Bir seherin şafağında baharın
müjdesidir mescid. Baharın çiçekleri secde, bülbülü ise sacittir. Kuran,
sacidin nağmeleri, melekler ise şahitleridir. Dua dua yükselir göğe ruhlar,
esfelden eşrefe bir yolculuğa… Alınlar secdeye alçaldıkça, ruhlar yükselir semaya.
Dünyanın türlü ızdırabından bir
kaçıştır, özgürlüğe varıştır mescid… Dünyanın nice hali vardır. Geneli ise
insana sadece yüktür.
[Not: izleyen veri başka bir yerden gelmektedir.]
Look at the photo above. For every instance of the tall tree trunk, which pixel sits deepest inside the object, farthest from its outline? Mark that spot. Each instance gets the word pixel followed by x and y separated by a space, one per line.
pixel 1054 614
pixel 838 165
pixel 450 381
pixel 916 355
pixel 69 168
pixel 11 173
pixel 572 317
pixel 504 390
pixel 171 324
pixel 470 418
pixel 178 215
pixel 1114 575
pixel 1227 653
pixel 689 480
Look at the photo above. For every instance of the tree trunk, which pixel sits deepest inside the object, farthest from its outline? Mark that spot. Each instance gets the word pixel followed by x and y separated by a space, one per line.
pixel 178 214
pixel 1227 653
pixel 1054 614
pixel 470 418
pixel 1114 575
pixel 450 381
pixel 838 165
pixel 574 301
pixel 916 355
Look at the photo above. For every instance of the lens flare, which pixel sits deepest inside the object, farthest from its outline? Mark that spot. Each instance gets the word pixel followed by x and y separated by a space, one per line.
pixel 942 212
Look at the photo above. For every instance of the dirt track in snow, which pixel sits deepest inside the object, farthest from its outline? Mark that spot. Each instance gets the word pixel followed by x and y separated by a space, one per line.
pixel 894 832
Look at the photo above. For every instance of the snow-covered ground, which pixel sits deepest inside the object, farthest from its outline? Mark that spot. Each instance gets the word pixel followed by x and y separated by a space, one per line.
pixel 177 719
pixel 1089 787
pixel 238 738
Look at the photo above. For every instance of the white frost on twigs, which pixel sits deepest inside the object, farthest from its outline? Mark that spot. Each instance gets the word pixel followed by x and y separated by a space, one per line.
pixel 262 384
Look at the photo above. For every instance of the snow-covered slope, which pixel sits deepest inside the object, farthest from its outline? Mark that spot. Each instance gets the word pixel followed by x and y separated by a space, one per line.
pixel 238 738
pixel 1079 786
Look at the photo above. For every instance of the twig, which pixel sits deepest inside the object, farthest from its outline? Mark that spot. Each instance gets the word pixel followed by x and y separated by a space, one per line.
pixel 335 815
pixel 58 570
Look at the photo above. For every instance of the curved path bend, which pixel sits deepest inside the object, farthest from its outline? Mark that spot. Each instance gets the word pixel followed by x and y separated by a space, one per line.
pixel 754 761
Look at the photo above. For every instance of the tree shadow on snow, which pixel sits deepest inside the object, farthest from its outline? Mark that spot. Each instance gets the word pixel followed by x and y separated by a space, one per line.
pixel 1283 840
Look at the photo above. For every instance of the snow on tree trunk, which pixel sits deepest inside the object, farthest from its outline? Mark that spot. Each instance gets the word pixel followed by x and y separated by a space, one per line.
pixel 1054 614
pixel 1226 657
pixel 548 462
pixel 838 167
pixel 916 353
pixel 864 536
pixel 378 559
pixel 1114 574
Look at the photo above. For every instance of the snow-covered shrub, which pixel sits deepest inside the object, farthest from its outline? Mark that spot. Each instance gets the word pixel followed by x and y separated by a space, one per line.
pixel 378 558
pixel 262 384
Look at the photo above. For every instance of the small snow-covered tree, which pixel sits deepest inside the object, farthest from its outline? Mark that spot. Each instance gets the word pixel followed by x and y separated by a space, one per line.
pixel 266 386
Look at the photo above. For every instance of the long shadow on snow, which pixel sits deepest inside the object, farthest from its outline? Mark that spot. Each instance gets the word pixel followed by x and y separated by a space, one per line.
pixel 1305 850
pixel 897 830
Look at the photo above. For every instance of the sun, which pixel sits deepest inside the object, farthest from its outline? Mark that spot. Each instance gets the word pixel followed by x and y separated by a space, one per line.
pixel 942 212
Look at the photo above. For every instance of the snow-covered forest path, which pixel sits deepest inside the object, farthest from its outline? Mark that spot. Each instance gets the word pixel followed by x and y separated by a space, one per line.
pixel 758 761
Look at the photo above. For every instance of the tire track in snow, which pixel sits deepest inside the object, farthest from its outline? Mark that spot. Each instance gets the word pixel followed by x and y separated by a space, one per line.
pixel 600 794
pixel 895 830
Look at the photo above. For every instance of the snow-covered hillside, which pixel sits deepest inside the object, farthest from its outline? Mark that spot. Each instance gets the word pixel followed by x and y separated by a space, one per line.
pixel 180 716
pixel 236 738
Sen dünyaya yarlandıkça, dünya sana bar ( yük ) olur.
Dünyadan istediğini umman insanoğlu maalesef hasaretten başka bir hâsılat elde
edemez. Sen dünyaya daldıkça, dünya sana nazlanır. Sen ardından koştukça, o
senden kaçar. Sana bir veren dünya, senden on ve hatta yüz alır. Ve nihayetinde
büyük bir hasret bırakır kalpte. Bu hasrete kapılan insanoğlu büyük bir
hastalığa müptela olur. Elde ettikçe, daha çok ister. Mal, mülk, araba,
şatafatlı bir hayat… İster bu hale dünyevileşme deyin, ister maddeperestlik
deyin. Ne derseniz deyin bu insan tipi kaybolmuştur ve kaybetmiştir. O “ ARAYAN BULUR” felsefesinin zıddındadır.
O, kaybettiğine karşılık neyi bulmuş, bulsa bulsa başına büyük ve tarifi
imkânsız, dermansız bir bela bulmuştur…
Ey türlü belalara müptela garip ve o
kadar da nasipsiz insan, sen bin yıl da arasan huzuru, onu maddede bulamazsın.
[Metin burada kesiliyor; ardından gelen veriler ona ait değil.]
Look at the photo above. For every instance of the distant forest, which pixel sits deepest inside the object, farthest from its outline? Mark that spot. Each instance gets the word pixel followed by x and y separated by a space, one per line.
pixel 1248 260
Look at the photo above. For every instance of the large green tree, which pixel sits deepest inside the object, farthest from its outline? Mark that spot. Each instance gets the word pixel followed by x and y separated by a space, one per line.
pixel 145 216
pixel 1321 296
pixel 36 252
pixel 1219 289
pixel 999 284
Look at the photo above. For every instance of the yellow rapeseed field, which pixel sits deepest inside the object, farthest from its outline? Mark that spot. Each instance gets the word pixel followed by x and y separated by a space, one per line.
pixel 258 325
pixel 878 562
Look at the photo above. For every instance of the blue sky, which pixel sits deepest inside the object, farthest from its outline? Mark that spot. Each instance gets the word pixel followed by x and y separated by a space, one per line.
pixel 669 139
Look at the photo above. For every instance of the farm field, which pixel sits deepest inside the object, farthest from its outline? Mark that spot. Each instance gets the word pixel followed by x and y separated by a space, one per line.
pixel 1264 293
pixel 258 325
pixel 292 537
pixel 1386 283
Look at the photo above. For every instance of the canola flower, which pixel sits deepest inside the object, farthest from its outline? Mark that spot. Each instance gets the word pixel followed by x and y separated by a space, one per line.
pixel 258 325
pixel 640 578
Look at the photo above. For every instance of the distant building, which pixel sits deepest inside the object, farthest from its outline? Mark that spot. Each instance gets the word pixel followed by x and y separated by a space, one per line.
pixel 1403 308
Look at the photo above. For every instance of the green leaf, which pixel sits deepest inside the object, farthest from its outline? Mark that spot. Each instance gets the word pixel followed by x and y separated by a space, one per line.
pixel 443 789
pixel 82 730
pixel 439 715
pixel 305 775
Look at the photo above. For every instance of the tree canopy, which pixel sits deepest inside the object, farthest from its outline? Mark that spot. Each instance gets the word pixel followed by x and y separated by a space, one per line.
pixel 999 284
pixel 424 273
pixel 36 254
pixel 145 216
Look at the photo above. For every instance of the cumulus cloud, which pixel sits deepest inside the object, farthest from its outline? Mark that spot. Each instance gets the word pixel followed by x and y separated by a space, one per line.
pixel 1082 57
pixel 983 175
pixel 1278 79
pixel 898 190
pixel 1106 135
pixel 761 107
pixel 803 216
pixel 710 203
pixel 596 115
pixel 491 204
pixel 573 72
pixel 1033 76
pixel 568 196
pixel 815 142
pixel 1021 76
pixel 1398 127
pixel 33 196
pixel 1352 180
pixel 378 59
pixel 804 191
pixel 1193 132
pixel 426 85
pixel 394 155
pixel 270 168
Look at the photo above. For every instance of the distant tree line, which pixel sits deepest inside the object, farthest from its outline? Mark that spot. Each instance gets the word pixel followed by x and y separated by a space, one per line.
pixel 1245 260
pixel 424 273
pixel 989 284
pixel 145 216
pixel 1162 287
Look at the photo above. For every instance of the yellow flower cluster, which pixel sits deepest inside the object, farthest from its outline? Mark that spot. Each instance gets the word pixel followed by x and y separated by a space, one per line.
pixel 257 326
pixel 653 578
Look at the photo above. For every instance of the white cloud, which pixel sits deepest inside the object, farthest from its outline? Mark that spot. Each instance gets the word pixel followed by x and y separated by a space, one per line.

Madde insanoğluna hiçbir zaman huzuru temin edememiştir. Belki maneviyat ile
beraber huzuru vermiştir. Dikkat edin, mütevekkil olan bir fakire misafir
olduğunuzda, evindeki huzuru hemen farketmişsinizdir. Ama ve lakin gözünü hırs
bürümüş zenginin şatafatlı, bir o kadar da gösterişli sofrasına davetli
olduğunuzda ne bir tat alırsınız ve ne de bir huzur bulursunuz o sofrada.
Huzur arayanlar, mescitlere koşsun,
huzura hasret kalanlar mescidlerin manevi atmosferine varsın, huzuru doyasıya
solmak isteyenler, mescidleri mesken edinsin.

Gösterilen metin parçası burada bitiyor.